Before heading taking the right fork of the trail towards Stone Door, we decide to head to the left and visit a small, but interesting waterfall called Laurel Falls. The hike listed as only a couple of hundred yards, but the steep staircase down to the viewing area make it a good work out. This great setting allows the visitor to walk right out to the edge of the falls, which while flowing nicely are not truly raging at this moment. The falls is not all that tall, but plummets into a pool and rock pile below - better to watch my step here.

Returning to the parking lot, we take the other trail headed for the Stone Gate. The forest here is as lush as I remember them being in the mid-west of my child-hood. The trail starts on pavement, but quickly turns to well maintained dirt. We stop to survey the view from a wooden lookout. You can see for miles here and it's green all the way to the horizon. A few turkey buzzards fly by overhead to see who is invading their territory, but the seem to evaluate us as little or no threat and go on about their business.

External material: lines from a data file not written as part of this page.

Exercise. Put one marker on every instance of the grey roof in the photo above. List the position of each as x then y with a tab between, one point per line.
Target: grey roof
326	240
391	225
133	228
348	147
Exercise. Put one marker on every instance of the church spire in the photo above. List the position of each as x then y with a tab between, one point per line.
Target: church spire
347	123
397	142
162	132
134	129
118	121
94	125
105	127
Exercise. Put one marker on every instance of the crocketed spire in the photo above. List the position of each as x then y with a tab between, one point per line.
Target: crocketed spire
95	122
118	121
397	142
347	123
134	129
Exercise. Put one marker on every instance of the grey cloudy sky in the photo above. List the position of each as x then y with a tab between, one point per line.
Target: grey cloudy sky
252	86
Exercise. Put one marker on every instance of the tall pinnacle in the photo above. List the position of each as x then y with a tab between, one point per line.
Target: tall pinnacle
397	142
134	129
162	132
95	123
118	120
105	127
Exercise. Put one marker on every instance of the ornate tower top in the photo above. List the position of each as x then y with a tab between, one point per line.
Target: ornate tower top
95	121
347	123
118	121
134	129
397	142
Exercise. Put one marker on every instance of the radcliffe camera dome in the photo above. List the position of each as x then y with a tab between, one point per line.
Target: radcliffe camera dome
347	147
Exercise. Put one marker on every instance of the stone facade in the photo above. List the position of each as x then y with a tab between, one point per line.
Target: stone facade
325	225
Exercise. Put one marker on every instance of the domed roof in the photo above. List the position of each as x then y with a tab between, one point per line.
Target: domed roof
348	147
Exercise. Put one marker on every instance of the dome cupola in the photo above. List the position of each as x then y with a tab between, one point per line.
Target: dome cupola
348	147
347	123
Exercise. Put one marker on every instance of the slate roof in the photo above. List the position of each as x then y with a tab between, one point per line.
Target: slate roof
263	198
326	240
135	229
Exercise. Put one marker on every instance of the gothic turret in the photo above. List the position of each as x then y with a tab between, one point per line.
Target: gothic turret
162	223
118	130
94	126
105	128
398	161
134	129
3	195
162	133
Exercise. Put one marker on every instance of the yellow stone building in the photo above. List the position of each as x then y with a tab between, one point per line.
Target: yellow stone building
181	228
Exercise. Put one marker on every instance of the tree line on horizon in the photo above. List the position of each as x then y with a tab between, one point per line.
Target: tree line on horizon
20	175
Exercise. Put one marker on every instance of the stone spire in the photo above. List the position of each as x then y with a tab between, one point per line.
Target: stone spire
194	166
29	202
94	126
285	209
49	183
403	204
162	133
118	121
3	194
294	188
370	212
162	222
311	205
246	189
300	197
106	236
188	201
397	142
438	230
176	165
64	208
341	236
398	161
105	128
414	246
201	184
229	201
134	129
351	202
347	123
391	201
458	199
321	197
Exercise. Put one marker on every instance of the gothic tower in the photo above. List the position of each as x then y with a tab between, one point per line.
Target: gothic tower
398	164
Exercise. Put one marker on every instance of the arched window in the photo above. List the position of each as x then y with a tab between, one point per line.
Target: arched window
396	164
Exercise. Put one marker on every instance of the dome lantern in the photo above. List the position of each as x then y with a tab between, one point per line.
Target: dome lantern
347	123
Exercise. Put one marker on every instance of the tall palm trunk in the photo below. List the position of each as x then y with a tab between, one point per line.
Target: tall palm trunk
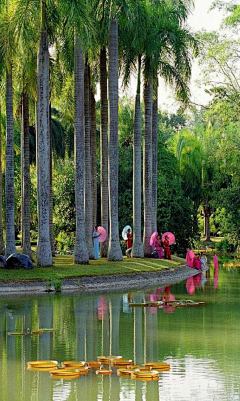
44	253
154	152
104	148
207	212
94	158
2	247
137	247
88	164
114	251
25	174
51	188
9	180
80	249
147	164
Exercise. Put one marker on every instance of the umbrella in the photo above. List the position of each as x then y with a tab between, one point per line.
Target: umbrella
190	258
153	238
190	286
102	234
124	232
171	237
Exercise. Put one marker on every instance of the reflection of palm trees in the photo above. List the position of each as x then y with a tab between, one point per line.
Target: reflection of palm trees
92	337
11	357
45	313
114	311
138	338
105	331
80	312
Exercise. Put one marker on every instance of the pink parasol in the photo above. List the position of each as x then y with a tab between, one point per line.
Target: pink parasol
171	237
153	238
216	280
190	257
124	232
102	234
190	286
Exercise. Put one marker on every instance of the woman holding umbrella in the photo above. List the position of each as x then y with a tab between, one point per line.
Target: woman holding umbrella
166	246
129	243
96	236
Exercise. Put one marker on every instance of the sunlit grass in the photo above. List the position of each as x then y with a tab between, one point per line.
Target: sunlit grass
63	267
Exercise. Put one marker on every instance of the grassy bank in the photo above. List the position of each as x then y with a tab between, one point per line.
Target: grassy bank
65	268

Crossing a couple of small wooden bridges, we finally arrive at the feature known as Stone Door. Dawn says it reminds her of Hobbiton from Tolkien's great works, and I can definitely see why. The ancient boulders and cliffs make for a great setting. We scamper around the top of this magnificent cliff for a while taking a few shots. I'm amazed at the erosion beneath the cliff and ask how long she thinks it will be before the overhang breaks off. I think that thought startled her a little bit, but it looks safe enough for now.


As a few rain drops begin to fall, we decide to hurry up our itinerary a bit and make it over to the other side of this cliff to visit the Stone Door itself. It's just a few yards away. The cliff has already started to separate from the larger plateau and over the millennia and has opened up a narrow passage through the crag. A gnarled old tree greets us as we start down the human carved staircase through the crag. Looking back up, I'm reminded of Aragorn entering the mountain stronghold seeking assistance from the Army of the Dead in the great battle of the Pellenor Fields to come. 


The rain begins to pick up and while we want to stay longer and take in more of this magnificent locale, we decide the wiser choice is to head back to the car. We push our pace a little bit, but it's not enough, the rain begins to beat down harder and harder. We are a mile into the woods with no rain gear when clouds eventually open up completely. Staying dry is a completely lost cause and by the time we reach the car, we are soaked to the bone. We only ended up hiking about two miles, but the company, the amazing vistas and monsoon adventure at the end made it well worth the trip.